William Dalrymple narrates his search for the Sacred in Modern India in this book. He speaks not so much of the role of religion and the sacred in the lives of the urban middle class, but of the lives of specific persons who represent various ancient traditions in India related to the sacred. And through their stories, he examines how the sacred has adapted itself to survive in modern -- or at any rate, contemporary -- India. The book is structured in a similar manner to the Canterbury Tales, and in it, the author speaks of the lives of:
  • a Jain nun;
  • a male theyyam dancer belonging to a lower caste in Kerela;
  • a devdasi;
  • a Rajasthani bhopa who sings the sacred Epic of Pabuji;
  • a lady fakir at the dargah of the Sufi Saint Lal Shahbaz Qulander; and
  • a Buddhist monk, among others.
While there is little doubt that it has been written primarily for Western audiences, with its comparisons to not just Chaucer but also Homer --- comparisons which would fall deaf on the average Indian ear --- what is interesting about the book is that it isn't centred in either urban India or rural India, but in the in the metaphorical wasteland which lies somewhere between the two. And as such, it is set in an environment which the average Indian person may not easily be able to relate to although the book seems to give the impression that this is what contemporary India is all about. Perhaps this idea of ancient forms of the sacred mutating to survive in a modern world is what the idea of India being the land of elephants, myths and magic has evolved into?
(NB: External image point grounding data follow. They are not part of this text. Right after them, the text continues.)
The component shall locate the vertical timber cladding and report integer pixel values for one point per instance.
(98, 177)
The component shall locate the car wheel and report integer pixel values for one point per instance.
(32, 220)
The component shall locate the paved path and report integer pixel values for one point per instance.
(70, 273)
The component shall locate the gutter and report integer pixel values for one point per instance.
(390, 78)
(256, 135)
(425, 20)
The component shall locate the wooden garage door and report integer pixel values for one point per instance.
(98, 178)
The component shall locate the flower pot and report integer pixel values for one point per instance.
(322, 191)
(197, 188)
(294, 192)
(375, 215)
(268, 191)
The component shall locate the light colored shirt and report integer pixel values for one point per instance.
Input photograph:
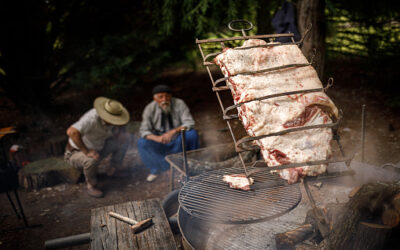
(94, 132)
(151, 118)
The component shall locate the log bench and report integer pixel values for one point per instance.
(47, 172)
(109, 233)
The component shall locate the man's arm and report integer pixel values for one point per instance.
(186, 117)
(76, 137)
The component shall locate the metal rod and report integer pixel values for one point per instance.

The book also deals with the interaction of modern (rich, urban) India with traditional (poor, rural) India. For example, it narrates the story of a bhopa or folk singer who sang for the so-called elite in their elite settings in urban India but died without access to healthcare in rural India, his brush with the elite notwithstanding.

Although "Nine Lives" does in fact deal with the sacred in "modern" India, it doesn't do so by looking at the usual manifestations of the sacred in modern India --- the daily pujas and other rituals which millions of Indians perform at home, the software engineer who takes days off for a darshan or audience of/with a religious leader, the working woman who fasts endlessly to "obtain" a husband. Instead, the book focuses on the manner in which ancient manifestations of the sacred have survived in contemporary India --- often a manner with which the average contemporary Indian is only minimally aware.